The brief post-budget bounce aside, Labour now have a pretty consistent lead in voting intention. However, the answers other questions are often rather bad for Labour.
On best Prime Minister Cameron has a 13 point lead over Miliband, on dealing with the deficit the coalition lead Labour by 14 points, Cameron & Osborne have a 9 point lead over Miliband & Balls on general trust on the economy. Ed Miliband’s own approval ratings are mediocre and 47% think he isn’t up to the job of Labour leader.
To put this in context, if we look back at 2006-2007 when the opposition Conservatives had a comparable single-digit lead over the Labour government, David Cameron was pretty much neck and neck with Tony Blair as best PM, the Conservatives and Labour were pretty much neck and neck on who would run the economy well and Cameron had a positive approval rating.
What explains this paradox? Why have Labour got a solid lead in the polls, but comparatively bad ratings in supplementary questions? Or indeed vice-versa? There are two alternative explanations for this – one more comforting for Labour than the other.
Part of the answer is down to the new landscape of coalition politics. People’s responses to poll questions are often very partisan, supporters of the governing party tend to say nice things about the governing party, supporters of opposition parties tend to say negative things. Now we have a coalition government, we tend to get both Conservative and Liberal Democrat supporters saying nice things about the government, whereas prior to 2010 only one party’s supporters did. This translates into higher support for the government in secondary questions, but not in main voting intention questions where government supporters are split between Conservative voters and Lib Dem votes.
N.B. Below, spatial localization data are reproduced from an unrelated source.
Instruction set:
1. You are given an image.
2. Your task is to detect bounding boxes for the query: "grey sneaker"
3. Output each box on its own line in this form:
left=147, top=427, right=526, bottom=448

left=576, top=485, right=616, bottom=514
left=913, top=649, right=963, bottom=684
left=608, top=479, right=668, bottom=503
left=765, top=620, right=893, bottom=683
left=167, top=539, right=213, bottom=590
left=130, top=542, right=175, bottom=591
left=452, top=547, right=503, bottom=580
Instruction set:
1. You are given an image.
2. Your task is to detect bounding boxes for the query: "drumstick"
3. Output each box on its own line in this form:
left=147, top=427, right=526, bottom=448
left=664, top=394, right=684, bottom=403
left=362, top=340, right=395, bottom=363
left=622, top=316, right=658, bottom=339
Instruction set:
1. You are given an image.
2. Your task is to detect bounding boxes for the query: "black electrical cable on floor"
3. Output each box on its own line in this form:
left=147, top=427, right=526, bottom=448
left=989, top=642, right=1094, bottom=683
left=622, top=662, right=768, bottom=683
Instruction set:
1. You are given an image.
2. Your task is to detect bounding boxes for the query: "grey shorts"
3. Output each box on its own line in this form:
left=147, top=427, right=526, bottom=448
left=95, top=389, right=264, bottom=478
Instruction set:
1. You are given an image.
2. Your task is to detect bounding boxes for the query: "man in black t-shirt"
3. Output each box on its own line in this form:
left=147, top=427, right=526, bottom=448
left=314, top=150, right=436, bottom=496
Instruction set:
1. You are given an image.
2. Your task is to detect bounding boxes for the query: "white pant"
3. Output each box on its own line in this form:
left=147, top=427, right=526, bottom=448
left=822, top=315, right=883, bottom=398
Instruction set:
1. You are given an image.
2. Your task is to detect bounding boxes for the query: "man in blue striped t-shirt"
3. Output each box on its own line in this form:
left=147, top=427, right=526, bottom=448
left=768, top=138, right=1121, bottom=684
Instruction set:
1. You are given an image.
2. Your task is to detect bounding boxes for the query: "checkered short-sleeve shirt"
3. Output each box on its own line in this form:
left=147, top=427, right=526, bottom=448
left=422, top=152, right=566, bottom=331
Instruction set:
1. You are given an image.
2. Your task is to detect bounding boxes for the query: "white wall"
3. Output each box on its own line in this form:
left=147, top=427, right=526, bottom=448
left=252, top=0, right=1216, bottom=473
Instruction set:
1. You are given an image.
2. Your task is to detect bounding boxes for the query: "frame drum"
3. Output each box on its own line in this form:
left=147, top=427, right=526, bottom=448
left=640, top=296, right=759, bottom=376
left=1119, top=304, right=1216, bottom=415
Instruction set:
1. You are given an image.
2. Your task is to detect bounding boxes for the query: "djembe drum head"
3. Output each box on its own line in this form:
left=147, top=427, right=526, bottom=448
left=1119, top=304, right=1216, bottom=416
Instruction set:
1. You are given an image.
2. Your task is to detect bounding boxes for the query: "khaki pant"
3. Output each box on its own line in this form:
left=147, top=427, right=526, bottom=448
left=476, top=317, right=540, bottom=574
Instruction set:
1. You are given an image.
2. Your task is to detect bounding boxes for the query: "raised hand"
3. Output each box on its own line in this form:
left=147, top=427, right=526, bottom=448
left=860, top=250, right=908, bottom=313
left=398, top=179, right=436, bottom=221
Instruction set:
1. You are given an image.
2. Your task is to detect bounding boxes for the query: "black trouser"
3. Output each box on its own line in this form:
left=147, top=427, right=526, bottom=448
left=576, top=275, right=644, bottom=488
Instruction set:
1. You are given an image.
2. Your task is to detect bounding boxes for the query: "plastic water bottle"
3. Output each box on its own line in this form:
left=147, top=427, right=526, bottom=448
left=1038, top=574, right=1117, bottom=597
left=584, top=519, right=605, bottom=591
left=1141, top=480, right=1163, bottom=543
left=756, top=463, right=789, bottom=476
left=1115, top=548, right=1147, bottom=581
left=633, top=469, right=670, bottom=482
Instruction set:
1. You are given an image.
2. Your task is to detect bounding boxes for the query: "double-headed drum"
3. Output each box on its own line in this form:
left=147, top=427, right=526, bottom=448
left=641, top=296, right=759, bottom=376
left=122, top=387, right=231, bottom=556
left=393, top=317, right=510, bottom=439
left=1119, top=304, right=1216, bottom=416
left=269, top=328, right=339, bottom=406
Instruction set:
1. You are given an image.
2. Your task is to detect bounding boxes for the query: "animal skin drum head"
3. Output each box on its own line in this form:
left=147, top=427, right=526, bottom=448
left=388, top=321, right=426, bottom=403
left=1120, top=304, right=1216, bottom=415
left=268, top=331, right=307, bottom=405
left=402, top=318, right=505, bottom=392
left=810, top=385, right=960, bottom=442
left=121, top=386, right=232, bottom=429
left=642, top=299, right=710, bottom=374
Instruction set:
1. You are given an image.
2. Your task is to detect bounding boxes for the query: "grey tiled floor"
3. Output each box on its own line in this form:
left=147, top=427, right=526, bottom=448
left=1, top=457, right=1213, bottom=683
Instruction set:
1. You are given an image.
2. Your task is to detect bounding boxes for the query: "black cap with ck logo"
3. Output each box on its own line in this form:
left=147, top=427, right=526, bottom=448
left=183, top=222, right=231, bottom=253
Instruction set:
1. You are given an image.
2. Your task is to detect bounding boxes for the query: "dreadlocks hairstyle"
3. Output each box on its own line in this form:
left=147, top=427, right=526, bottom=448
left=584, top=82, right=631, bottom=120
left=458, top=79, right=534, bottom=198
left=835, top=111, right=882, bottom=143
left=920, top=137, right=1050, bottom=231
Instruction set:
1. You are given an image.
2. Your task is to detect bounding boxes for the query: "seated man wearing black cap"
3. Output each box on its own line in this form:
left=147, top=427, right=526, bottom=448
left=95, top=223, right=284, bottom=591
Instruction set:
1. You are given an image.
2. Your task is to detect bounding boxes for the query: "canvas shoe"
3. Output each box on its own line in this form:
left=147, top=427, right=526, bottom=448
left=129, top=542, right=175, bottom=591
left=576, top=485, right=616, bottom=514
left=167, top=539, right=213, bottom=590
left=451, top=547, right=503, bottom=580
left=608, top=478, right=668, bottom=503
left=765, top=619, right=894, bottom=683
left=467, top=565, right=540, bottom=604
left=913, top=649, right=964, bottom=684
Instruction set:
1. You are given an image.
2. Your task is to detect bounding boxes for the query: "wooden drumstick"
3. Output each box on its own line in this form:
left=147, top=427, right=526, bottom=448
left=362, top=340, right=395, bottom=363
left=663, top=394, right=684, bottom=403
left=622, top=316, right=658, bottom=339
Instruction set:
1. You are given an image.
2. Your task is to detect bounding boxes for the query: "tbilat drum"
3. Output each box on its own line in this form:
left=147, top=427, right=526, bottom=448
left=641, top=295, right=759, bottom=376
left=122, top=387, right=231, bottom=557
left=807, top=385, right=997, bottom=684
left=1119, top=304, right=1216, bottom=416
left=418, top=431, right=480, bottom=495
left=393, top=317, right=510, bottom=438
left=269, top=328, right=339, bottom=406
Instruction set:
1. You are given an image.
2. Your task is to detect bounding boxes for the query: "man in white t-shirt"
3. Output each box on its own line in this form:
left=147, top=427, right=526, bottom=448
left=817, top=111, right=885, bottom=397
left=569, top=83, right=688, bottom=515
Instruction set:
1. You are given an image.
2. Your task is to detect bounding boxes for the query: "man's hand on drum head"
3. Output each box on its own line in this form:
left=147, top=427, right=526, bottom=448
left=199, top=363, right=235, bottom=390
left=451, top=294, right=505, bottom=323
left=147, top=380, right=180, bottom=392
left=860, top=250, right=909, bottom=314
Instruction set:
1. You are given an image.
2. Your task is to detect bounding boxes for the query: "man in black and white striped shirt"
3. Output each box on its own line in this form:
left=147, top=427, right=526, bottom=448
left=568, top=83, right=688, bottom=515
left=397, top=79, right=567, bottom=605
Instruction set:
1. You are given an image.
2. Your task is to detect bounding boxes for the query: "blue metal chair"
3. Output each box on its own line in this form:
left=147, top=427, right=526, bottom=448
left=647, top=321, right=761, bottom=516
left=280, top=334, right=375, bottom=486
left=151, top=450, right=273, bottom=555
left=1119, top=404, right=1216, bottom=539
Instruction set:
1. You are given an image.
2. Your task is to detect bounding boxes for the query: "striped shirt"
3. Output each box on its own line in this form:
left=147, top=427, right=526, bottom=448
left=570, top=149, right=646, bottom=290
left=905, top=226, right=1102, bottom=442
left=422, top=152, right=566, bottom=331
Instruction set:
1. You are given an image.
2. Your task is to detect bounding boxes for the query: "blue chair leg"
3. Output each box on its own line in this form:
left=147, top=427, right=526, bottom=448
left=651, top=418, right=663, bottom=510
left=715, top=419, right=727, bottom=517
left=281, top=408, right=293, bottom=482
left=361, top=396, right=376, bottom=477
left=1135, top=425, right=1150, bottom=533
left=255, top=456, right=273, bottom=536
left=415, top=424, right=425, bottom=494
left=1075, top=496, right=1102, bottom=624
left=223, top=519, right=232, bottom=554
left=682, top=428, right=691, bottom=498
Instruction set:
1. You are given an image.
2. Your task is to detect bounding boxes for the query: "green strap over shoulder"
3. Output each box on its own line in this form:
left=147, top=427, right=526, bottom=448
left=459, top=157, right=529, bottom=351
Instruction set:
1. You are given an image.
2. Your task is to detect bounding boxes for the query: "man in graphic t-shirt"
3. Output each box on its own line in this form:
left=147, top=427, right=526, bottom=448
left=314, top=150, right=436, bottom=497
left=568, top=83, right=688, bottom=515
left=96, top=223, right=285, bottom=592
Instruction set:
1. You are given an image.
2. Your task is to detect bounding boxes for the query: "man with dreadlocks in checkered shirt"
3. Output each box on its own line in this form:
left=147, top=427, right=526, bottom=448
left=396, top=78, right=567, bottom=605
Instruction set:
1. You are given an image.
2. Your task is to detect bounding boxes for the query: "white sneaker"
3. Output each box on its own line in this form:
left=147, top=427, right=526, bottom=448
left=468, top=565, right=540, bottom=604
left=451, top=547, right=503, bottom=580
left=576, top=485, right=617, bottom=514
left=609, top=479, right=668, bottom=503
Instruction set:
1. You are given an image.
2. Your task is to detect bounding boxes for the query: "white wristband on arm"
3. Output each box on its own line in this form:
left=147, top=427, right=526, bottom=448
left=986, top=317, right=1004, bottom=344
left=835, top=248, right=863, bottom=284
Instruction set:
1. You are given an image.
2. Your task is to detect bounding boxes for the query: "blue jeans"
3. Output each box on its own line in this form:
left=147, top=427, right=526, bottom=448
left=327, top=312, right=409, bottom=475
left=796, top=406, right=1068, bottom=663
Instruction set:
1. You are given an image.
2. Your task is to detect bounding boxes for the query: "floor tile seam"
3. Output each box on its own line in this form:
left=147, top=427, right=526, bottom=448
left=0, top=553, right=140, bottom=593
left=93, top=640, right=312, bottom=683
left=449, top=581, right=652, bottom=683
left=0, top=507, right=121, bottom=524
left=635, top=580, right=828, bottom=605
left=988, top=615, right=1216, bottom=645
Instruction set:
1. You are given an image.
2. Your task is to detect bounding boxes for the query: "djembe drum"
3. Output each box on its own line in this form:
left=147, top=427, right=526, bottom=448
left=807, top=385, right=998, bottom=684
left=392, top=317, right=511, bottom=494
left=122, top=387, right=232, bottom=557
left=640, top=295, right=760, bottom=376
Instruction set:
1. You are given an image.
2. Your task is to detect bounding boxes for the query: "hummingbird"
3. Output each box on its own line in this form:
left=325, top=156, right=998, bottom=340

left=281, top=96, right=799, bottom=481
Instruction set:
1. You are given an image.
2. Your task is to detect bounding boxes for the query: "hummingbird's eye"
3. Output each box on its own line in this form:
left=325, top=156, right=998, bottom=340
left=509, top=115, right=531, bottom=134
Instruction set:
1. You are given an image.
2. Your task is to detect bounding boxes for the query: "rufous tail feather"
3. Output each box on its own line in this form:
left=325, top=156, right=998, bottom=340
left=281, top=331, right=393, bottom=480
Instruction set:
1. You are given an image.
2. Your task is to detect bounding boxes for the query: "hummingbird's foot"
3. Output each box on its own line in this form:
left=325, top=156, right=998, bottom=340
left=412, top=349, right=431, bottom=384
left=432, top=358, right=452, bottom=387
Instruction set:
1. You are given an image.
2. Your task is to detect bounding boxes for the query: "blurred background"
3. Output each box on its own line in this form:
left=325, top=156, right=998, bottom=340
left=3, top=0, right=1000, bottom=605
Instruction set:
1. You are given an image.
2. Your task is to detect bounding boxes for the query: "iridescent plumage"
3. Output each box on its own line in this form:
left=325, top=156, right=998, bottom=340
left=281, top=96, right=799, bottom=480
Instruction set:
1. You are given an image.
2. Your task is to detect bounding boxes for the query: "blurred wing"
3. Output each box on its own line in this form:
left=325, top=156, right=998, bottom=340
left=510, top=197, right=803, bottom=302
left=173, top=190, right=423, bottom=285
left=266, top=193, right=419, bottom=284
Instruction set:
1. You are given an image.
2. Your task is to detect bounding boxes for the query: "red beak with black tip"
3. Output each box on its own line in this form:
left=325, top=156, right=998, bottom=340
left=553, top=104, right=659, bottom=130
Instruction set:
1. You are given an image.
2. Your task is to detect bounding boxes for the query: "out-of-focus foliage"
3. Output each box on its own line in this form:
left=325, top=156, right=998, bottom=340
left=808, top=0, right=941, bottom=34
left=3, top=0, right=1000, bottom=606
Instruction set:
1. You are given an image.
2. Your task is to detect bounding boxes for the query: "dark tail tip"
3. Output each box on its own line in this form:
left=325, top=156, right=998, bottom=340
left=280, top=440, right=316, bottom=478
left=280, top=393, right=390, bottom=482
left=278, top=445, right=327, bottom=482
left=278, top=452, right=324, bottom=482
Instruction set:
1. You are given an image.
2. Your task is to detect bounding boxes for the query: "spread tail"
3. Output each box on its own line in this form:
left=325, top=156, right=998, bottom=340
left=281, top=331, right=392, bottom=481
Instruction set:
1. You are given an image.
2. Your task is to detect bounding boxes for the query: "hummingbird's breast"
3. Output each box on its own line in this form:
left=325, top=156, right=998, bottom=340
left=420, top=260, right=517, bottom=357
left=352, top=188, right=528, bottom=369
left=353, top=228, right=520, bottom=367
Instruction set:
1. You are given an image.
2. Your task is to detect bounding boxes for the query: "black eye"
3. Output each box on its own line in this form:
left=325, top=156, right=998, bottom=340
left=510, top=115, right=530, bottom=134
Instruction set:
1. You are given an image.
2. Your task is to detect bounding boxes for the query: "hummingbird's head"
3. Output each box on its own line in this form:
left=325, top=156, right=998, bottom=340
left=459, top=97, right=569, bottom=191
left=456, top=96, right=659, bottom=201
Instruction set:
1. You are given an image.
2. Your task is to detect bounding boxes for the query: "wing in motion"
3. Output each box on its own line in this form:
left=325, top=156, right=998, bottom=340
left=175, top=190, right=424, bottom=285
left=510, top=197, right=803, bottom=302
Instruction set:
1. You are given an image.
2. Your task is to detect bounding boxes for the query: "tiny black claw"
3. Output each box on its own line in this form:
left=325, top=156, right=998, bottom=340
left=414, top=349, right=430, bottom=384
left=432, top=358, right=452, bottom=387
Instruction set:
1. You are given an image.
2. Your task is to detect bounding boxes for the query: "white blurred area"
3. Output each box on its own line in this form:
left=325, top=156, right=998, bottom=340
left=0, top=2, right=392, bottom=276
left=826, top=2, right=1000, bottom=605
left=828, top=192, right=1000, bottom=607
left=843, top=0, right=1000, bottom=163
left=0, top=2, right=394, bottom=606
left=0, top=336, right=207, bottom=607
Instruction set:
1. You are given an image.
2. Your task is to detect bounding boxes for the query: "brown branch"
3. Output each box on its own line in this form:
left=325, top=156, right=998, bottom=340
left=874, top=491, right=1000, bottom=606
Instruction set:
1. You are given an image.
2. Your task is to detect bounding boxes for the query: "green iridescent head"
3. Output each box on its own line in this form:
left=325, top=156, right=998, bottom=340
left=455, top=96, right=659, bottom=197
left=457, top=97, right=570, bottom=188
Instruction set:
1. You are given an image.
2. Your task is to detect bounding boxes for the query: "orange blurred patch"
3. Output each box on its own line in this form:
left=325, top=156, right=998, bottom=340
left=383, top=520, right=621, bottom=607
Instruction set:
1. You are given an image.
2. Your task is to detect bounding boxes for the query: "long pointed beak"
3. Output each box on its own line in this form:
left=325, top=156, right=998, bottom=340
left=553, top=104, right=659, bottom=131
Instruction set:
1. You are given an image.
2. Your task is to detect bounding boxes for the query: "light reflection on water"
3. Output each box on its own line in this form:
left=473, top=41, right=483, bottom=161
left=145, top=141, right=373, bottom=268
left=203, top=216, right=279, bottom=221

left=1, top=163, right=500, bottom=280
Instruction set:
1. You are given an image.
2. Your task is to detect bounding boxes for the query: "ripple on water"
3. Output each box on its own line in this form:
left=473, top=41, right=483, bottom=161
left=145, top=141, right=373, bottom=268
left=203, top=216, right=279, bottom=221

This shouldn’t worry Labour of course – in fact it’s a reminder of a positive for them. While it is probably wrong to view voting behaviour too much through an ideological prism (models of electoral behaviour these days tend to be more dominated by voters perceptions of compentence, rather than ideology), throughout the 1980s the left-of-centre vote tended to be split between two parties. With the Liberal Democrats reduced to a rump of supporters who are less antagonistic towards the Tories, the right-of-centre vote is looking more split. Certainly the group of voters who think the present government are competent is split between two parties.
However, this does not explain everything, and here we come to the explanation that is less comforting for Labour. A lot of people who say they would vote Labour do not give particularly positive answers to other questions about Labour. Only 63% of Labour’s own voters think Ed Miliband would make the best Prime Minister, only 54% think he is up to the job of Labour leader. Only 69% of Labour voters trust Labour more than the coalition more than Labour to deal with the deficit, 77% trust Miliband & Balls to run the economy more than Cameron & Osborne. 45% of their own voters think Labour need to make major changes to be fit for government. In short, a substantial minority of people who say they’ll vote Labour don’t seem to be very pro-Labour when you inquire further.
My guess is that the reason is that Labour are really the only major opposition party to the coalition and hence many people will be telling pollsters they’d vote Labour as the only mainstream way of voting against the coalition. If that is the case, you wouldn’t necessarily expect all those people to have positive views of Labour – they are benefitting from a negative anti-government vote, not necessarily a pro-Labour one.
But does this matter? Not necessarily – a negative anti-government vote counts just the same as a positive vote when it goes in a ballot box and the evidence from 2010 suggests that a large proportion of Conservative voters were driven more by anti-Labour feeling than support for the Tories. It does become a problem if it is an indication of soft support for Labour, if the government become less unpopular once they have a better economy behind them, if minor parties establish themselves as alternative recipients of anti-government votes or if during an election campaign it becomes more of a choice between two alternatives, rather than a judgement on the incumbent.
I’ve always stuck hard with the truism that oppositions don’t win elections, government’s lose them. The caveat I always add to that is that while oppositions probably can’t win elections, they are quite capable of losing them – it’s arguably what happened in both 1992 and 2005, when the incumbent governments had done plenty to make themselves unpopular, but the public did not see the opposition as ready for government. Right now there are probably four years to an election, so as long as Labour recognise the issue and address it, it doesn’t need to be a problem at all – the best position for them to build up more positive support again is from a position of strength. What they need to fear (expressed rather well by their former General Secretary Peter Watt today) is complancency.